T. Rowe Price Group Inc. says now’s the time to pay attention to warnings the Federal Reserve is about to raise interest rates and send bond prices down.
U.S. government securities are “back in vogue,” Nomura analysts wrote in a report dated July 17. The central bank probably won’t raise interest rates until December, and inflation is poised to slow, according to the firm, whose New York unit is one of the 22 primary dealers that trade directly with the Fed.
Analysts at the two companies differ as the Fed prepares to increase U.S. borrowing costs for the first time since 2006 amid uneven growth in the world’s largest economy. While central bank Chair Janet Yellen says she expects to increase the benchmark rate before year-end, Charles Evans, president of the Fed Bank of Chicago, is calling for the middle of 2016. Treasuries have swung between gains and losses this year, leaving them little changed for 2015, data compiled by Bloomberg show.
Nomura says it’s expecting a “grind lower” in U.S. long-term yields during the summer, analysts George Goncalves, Stanley Sun and Tracy Jin in New York wrote in their report.
Benchmark 10-year yields may fall toward 2 percent, according to Nomura, from 2.33 percent as of 6:21 a.m. Wednesday in London.
Nomura ruled out a Fed rate increase as soon as September and said it was more likely later in the year. “Staying underinvested fixed income until then comes with opportunity costs,” the analysts wrote in the report.
What’s more, the U.S. inflation rate is probably peaking for 2015, they said. Inflation erodes the value of a bond’s fixed payments.
According to the Fed’s preferred inflation measure, consumer prices rose 0.2 percent in May from the year before. This year’s high is just 0.3 percent, and the gauge has been less than the central bank’s 2 percent target for three years.

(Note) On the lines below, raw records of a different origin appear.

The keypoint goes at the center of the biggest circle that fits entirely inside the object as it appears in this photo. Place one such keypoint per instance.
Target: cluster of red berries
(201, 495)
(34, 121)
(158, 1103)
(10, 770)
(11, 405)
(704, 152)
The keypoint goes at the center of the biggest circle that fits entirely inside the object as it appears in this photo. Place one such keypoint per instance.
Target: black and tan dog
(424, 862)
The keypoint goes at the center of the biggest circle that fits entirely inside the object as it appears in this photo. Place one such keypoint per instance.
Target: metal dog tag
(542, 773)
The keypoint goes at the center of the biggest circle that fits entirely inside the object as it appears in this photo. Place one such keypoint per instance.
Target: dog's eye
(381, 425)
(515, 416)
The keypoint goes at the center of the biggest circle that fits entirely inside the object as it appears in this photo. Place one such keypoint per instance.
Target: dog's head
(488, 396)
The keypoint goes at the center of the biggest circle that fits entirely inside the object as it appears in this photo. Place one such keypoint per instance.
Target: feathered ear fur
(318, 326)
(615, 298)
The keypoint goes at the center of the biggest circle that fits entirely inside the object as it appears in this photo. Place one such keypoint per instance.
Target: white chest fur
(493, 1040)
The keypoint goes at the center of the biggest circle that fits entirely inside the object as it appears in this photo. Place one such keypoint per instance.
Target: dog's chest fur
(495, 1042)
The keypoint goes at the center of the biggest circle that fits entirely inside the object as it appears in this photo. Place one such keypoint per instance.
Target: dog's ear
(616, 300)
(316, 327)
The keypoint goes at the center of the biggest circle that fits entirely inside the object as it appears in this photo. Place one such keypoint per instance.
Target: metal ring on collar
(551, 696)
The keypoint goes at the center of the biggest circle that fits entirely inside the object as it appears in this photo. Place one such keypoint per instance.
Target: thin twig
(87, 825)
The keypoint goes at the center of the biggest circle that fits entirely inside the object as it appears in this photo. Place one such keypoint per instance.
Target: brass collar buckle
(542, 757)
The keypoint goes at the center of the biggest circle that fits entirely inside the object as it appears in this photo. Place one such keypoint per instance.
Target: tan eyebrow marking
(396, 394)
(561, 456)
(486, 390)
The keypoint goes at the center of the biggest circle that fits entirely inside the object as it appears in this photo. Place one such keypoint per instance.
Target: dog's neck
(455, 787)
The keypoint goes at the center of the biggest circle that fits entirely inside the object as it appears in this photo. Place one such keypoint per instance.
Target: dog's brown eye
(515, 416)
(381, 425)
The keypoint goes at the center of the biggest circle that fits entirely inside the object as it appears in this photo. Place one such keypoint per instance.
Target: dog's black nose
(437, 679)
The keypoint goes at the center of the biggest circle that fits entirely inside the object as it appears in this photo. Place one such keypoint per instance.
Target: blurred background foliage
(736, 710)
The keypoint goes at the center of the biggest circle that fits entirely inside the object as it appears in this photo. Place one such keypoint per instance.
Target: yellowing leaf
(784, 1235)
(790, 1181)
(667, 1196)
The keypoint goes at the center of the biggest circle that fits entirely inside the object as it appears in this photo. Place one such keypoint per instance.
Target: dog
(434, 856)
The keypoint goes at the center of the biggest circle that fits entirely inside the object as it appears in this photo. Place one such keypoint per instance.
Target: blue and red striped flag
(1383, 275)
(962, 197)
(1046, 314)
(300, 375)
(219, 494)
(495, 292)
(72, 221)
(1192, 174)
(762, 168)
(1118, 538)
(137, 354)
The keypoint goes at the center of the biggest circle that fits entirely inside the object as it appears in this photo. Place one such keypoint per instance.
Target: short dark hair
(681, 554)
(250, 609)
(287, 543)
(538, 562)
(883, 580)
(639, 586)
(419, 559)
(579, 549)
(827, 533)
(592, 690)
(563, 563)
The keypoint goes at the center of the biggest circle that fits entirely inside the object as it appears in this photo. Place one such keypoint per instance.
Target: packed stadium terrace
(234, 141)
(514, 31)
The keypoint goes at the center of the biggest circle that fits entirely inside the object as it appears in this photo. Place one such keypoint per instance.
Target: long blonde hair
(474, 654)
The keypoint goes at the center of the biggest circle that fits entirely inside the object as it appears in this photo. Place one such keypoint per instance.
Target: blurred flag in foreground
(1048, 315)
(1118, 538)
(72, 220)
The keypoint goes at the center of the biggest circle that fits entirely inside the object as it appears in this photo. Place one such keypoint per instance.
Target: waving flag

Yellen said this month the Fed won’t wait until inflation reaches its goal to act. She reiterated she expects to move this year and the pace of increases will be gradual.
Evans said in July low inflation was one of the reasons he thinks policy makers should keep rates on hold. While the jobless rate is at a seven-year low of 5.3 percent, retail sales have fallen in three out of six months this year, reflecting the uneven pace of growth.
T. Rowe Price, the Baltimore-based money manager with $773 billion in assets, says warnings on bond losses have mostly turned out to be false alarms. “However, the tide may be turning,” it said in a report on its website Tuesday.
Andrew McCormick, head of the company’s U.S. taxable bond team, said investors should prepare for the Fed to act. Higher central bank rates can make bond yields relatively less attractive and send the prices of the securities down.
“We expect to see upward pressure on rates and increased volatility as tightening becomes more certain,” McCormick wrote in his report. “And low yields in many sectors provide less cushion against rising rates.”
Investors shouldn’t abandon their bonds just yet, though, he wrote.
“As rates are rising, fund managers are able to reinvest coupon payments, as well as principal from maturing securities, into new bonds offering higher yields,” according to McCormick. “The power of compound interest increases income over time and boosts returns once rates stabilize at higher levels.”